The reason is simple: email solves a fundamental human need — asynchronous, private, cross-platform written communication — better than anything else ever created. Every “email killer” either fails to replicate email’s full functionality or succeeds only by becoming, essentially, email with a different name.
The protocol that has now survived every challenger for more than 50 years isn’t going anywhere. If you’re building a communication strategy, building it on email is still the safest bet in technology.

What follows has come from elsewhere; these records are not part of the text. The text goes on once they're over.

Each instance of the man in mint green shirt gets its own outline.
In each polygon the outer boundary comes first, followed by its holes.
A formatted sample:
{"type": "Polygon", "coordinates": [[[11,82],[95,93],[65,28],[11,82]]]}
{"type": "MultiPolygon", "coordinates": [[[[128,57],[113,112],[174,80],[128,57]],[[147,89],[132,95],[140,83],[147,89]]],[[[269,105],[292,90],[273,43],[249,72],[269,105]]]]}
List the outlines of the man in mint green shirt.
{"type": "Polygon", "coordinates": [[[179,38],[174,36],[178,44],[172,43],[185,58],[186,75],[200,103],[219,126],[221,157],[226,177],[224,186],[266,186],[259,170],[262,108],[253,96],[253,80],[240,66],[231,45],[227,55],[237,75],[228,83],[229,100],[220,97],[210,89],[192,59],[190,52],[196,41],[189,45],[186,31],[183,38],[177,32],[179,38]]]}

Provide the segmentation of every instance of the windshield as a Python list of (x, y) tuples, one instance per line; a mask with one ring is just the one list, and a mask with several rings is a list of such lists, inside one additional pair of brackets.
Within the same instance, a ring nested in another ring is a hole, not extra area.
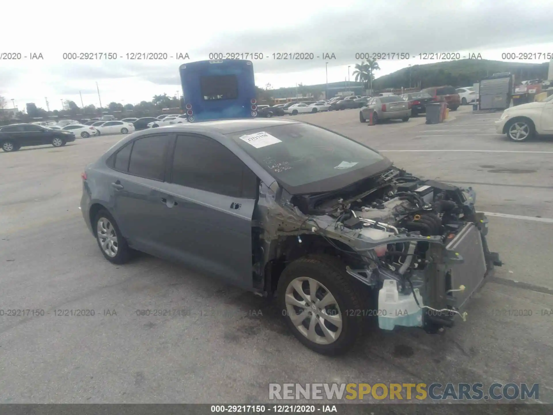
[(391, 165), (374, 151), (309, 124), (227, 135), (292, 194), (340, 189)]

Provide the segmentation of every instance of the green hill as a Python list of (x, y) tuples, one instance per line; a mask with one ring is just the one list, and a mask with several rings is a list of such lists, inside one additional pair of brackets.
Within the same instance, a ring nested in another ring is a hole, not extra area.
[(439, 85), (469, 86), (499, 72), (510, 72), (518, 81), (545, 80), (547, 79), (549, 65), (549, 63), (526, 64), (487, 59), (461, 59), (415, 65), (376, 79), (373, 81), (373, 88), (379, 90), (410, 86), (420, 89)]

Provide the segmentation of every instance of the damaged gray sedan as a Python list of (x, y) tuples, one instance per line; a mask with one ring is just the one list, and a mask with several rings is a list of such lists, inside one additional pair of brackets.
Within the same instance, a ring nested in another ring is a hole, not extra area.
[(367, 318), (435, 333), (501, 262), (470, 188), (415, 177), (310, 124), (226, 120), (134, 133), (82, 173), (104, 257), (176, 261), (269, 298), (309, 348), (343, 352)]

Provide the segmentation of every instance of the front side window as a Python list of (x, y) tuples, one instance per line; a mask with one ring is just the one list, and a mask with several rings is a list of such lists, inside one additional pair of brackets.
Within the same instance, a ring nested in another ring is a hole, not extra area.
[(257, 188), (255, 175), (232, 152), (212, 138), (198, 136), (177, 137), (171, 181), (237, 198), (255, 198)]
[(234, 100), (238, 96), (238, 79), (234, 75), (200, 76), (200, 89), (204, 101)]
[[(149, 136), (134, 141), (129, 173), (147, 179), (163, 180), (165, 177), (165, 148), (169, 136)], [(116, 159), (117, 163), (117, 159)]]

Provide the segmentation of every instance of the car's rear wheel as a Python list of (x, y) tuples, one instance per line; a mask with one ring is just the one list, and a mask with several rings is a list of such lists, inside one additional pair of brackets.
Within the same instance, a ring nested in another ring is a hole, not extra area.
[(2, 142), (2, 149), (6, 153), (11, 153), (13, 151), (17, 151), (19, 149), (14, 142), (11, 140), (5, 140)]
[(345, 267), (325, 256), (300, 258), (279, 279), (279, 308), (288, 328), (318, 353), (338, 355), (361, 338), (361, 302)]
[(534, 123), (529, 120), (513, 120), (507, 124), (507, 137), (512, 141), (521, 142), (531, 138), (535, 134)]
[(98, 212), (92, 224), (102, 254), (114, 264), (123, 264), (131, 258), (131, 250), (121, 235), (113, 216), (104, 209)]
[(52, 146), (55, 147), (61, 147), (65, 145), (65, 141), (59, 137), (55, 137), (52, 139)]

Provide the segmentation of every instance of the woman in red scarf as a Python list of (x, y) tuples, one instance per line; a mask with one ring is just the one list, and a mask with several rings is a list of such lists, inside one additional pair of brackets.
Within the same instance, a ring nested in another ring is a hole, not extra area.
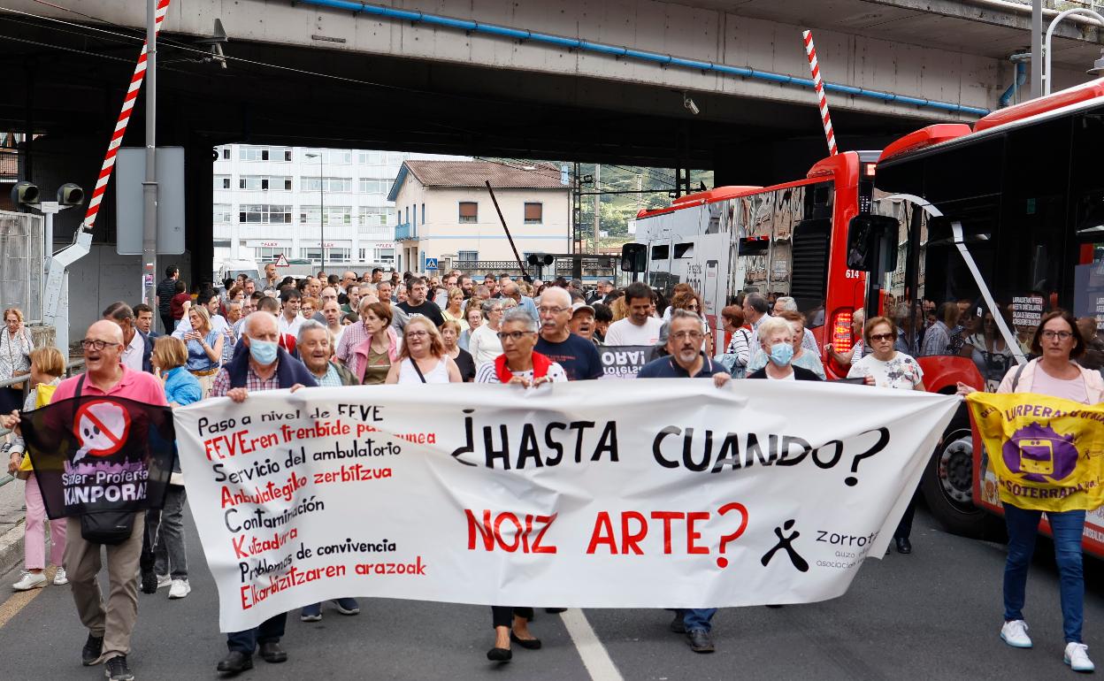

Stop worrying about whether email is dying and start making your emails better. Test your subject lines with our Subject Line Grader and run your content through the Spam Word Checker to ensure maximum deliverability.
Infographic
Share this visual summary. Right-click to save.
Related Events
Frequently Asked Questions
Is Threads an email replacement?
No. Threads is a text-based social media platform that competes with Twitter/X, not with email. Despite some media headlines positioning it as another potential email killer, Threads serves a fundamentally different purpose — public social conversation rather than private, direct communication. Email's role as identity infrastructure, authentication layer, and marketing channel is completely outside Threads' scope.
How many times has email been declared dead?
Email has been declared dead or dying dozens of times since the early 2000s. Notable 'email killers' include Google Wave (2009), Facebook Messages (2010), Slack (2013), Snapchat (2015), and countless others. As of 2025, email has over 4.5 billion users and continues to grow year over year, making it the most resilient communication technology in internet history.
Why has no platform been able to replace email?
Email survives because it's an open, decentralized protocol rather than a proprietary platform. It serves multiple irreplaceable functions: identity verification, account authentication, formal communication, legal documentation, marketing channel, and transactional notifications. No single platform can replace all of these functions, and email's universality means it reaches everyone regardless of which other platforms they use.